Talk: Employees with many years at a company, who have developed great expertise and know how to get things done, often have others seek their input and time. These employees are therefore incredibly valuable, not only for their own contribution, but the way they enable others. However, job satisfaction is often lower for these passionate experts, who might find their time spread too thinly and their day too fractured to do the kind of work they enjoy and find meaningful. Thankfully, there are ways to mitigate this, and help our most effective engineers remain effective despite being the go-to person.Takeaways:

  • Learn why generosity burnout happens and its impacts
  • Learn how to be an expert without burning out
  • Learn how to utilise your company’s experts without burning them out

References: While I don’t consider myself an “expert” in Generosity Burnout, I was lucky enough to attend a People Management class run by Reb Rebele this year, who is. This talk attempts to summarise his work with Adam Grant and contextualise it for software engineers. If you can’t make the talk, I recommend you go straight to the source: https://hbr.org/2017/01/beat-generosity-burnout.

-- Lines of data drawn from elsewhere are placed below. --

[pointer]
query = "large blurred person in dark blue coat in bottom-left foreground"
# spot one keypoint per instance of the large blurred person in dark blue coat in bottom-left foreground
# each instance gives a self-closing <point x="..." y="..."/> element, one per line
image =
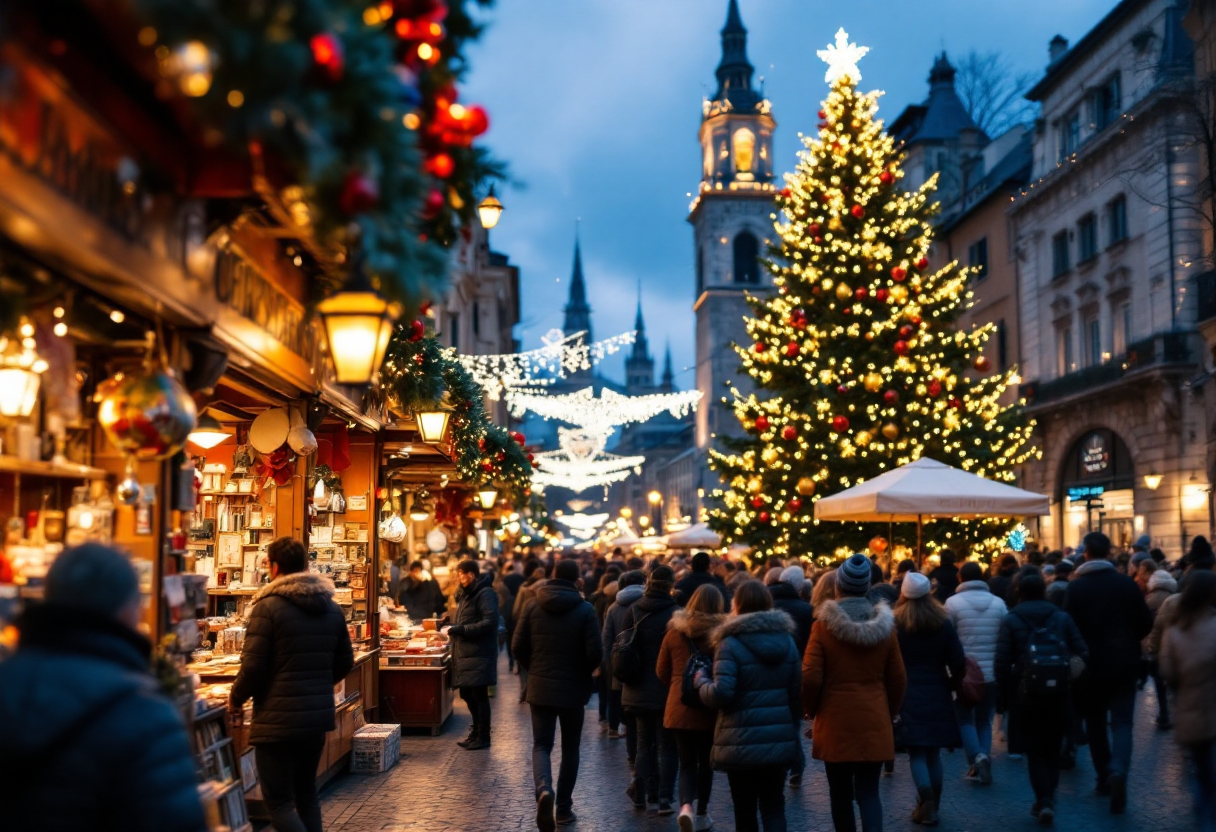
<point x="87" y="737"/>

Bio: I’m Alex Finkel (https://www.linkedin.com/in/alex-finkel-5423299a/). I worked at Google as a corp infrastructure SRE for two years, then at a science education startup called Stile for the last seven! I’m professionally interested in product development, reliability engineering, and people management, and intend to contribute my career as much as possible towards supporting science and education. I’m expecting my first child in August this year, and love to spend as much time reading sci-fi/fantasy, playing D&D, ballroom dancing and eating noodles as possible.